Но, случившись «там», что-то позволит поменять здесь, перенаправить, понять. Так между событиями возникнет связь. Она — чудесна, нет закона, чтобы, ему подчинившись, связь такая бы возникла, и если возникнет, то в точном смысле слова «без причины», в любом случае — причина эта немыслима; пусть её будет себе…

Хорошо ведь когда эта связь — к радости, и страшно думать о страшных чудесах. Но в этом мире есть страдание (иные полагают, что он и сшит из страдания, так что «страдание есть сознание», как соблазнительно было думать Пятигорскому), так что странно было бы ожидать обойтись без него, как-нибудь сумет оказаться в мире, в котором страдания нет. «Обычная надежда» — надежда на то, что страдания не будет. Произойдёт что-то, что отменит хотя бы ненадолго перспективу страдания, и даже пускай потом всё пойдёт так же, это окно-то ведь случится! Упование — упование вовсе не на это окно. Нет пути: думать о мире (смотреть на мир), при этом не думать страдание — оно уже всегда здесь; и как бы так суметь не считать его «своим»?

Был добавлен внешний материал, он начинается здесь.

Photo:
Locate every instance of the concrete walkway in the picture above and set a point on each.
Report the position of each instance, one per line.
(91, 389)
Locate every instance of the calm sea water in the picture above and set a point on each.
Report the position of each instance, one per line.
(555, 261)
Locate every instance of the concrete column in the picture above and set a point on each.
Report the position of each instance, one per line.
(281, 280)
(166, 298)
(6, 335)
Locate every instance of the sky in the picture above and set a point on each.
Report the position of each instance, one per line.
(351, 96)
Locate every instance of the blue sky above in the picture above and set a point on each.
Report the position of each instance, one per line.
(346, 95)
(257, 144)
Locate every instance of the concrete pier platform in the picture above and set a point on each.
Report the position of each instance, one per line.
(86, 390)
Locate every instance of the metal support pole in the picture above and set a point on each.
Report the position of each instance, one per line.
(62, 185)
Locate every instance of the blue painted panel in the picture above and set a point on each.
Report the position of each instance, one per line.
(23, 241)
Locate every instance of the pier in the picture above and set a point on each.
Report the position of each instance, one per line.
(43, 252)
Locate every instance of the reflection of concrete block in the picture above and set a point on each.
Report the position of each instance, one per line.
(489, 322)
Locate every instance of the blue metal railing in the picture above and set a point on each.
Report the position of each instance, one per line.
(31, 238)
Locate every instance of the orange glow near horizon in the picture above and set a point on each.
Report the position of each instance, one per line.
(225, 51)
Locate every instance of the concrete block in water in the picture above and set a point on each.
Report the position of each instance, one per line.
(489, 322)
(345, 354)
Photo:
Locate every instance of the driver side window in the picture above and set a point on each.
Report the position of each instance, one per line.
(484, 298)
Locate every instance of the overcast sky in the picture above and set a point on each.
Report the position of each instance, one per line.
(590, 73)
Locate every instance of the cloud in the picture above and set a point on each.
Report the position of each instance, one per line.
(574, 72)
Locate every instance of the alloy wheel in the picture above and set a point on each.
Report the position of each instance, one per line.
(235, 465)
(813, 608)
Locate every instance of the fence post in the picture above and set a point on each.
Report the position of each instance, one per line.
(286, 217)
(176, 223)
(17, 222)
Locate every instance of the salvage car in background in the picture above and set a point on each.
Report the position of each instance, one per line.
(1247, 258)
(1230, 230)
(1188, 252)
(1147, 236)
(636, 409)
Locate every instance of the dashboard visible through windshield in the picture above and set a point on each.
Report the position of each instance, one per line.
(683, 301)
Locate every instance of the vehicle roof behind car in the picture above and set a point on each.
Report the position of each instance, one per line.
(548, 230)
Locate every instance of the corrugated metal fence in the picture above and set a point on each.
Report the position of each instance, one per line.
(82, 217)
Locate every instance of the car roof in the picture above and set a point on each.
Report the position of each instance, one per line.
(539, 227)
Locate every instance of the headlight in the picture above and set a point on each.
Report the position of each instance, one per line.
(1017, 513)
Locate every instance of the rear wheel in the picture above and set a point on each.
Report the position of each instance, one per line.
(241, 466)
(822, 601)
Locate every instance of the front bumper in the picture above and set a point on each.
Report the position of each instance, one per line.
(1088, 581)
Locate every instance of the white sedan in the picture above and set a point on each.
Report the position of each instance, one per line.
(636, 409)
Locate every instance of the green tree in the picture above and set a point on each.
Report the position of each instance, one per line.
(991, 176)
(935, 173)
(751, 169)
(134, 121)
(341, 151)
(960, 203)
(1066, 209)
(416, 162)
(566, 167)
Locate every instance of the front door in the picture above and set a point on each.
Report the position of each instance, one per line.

Из страдания невозможно извлечь никаких рефлексивных выводов, только из самого его факта (а чем я тут и занимаюсь?) Ты не обречён, потому что «обречь» нас могла бы судьба, а считать, что мир занимается нашей судьбой — это слишком сильная, так сказать, гипотеза. Однако страдание уже здесь, и что же теперь надеяться оказаться избранным…

Упование же — мимо страдания, вместе со страданием, к тому, что вместе с ним, но не оно. Жизнь без надежды: выходишь и пошёл: всё, что может произойти твоё, и с тобой, хотя и не для тебя. Не надейся: она не приедет, но вовсе не потому, что не любит или не хочет. Думать, что не приедет «просто так». А если приедет, то не потому, что к такому особенному тебе.